The objective is to maximize the cumulative reward for a primary objective while satisfying constraints on secondary objectives.
Lift Formulation with Cascade Click Model
The authors factorize the expected cumulative reward into user-item functions and introduce the concept of lift, which is the difference in future rewards associated with a user clicking on an item versus abandoning the slate. The cascade click model is used to describe user interactions with a list of items sequentially.
Optimization Algorithm
Single Objective Optimization
The optimization algorithm employs an on-policy Monte Carlo approach, iteratively applying training and inference steps:
1. Training: Building function approximations for various components using data collected by applying an initial policy.

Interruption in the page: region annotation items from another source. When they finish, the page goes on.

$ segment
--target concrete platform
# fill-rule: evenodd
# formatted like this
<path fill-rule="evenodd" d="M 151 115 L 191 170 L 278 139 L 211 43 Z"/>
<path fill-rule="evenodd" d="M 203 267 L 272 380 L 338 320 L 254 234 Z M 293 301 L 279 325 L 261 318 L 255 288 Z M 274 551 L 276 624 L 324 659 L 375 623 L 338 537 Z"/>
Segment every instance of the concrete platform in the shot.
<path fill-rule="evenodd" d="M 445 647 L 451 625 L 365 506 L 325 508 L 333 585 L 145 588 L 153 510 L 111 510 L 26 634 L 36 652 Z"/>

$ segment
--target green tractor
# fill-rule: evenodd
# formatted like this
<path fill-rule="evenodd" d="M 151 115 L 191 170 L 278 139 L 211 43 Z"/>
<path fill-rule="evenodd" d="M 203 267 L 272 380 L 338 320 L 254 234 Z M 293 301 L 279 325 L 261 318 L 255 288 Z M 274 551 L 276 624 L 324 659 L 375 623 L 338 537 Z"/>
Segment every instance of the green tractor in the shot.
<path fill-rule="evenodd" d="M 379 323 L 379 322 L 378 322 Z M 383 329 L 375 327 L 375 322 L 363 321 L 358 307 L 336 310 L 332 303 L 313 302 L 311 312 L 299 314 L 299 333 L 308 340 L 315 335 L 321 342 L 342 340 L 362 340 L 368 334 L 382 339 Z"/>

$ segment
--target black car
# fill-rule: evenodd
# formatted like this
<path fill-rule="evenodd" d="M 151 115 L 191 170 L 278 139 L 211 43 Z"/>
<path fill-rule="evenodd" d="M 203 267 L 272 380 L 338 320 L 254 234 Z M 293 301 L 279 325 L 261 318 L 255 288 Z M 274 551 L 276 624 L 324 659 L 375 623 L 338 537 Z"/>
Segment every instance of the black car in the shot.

2. Inference: Modifying the policy to maximize the approximated function, with some exploration.
Constraint Optimization
For multi-objective optimization, linear scalarization is used to reduce the problem to an unconstrained optimization problem. The weights for combining objectives are dynamically updated based on offline evaluation.
Deployment and Evaluation
Deployment of LRF System
The LRF system was initially launched on YouTube’s Watch Page, followed by the Home and Shorts pages. The system applies an on-policy RL algorithm and is continuously trained with user trajectories from the past few days. The primary reward function is defined as user satisfaction on watches.
Evaluation
A/B experiments were conducted on YouTube to evaluate the effectiveness of the LRF. The primary objective was to measure long-term cumulative user satisfaction. The experiments showed significant improvements in user satisfaction metrics compared to the previous heuristic ranking system.
[illustration: 9]
Conclusion
The Learned Ranking Function (LRF) system combines short-term user-item behavior predictions to optimize slates for long-term user satisfaction. Future directions include applying more reinforcement learning techniques and incorporating re-ranking algorithms into the LRF system.
This blog post provides an overview of the paper “Learned Ranking Function: From Short-term Behavior Predictions to Long-term User Satisfaction,” detailing the problem formulation, optimization algorithm, deployment, and evaluation of the LRF system. The approach represents a significant advancement in optimizing recommendation systems for long-term user satisfaction.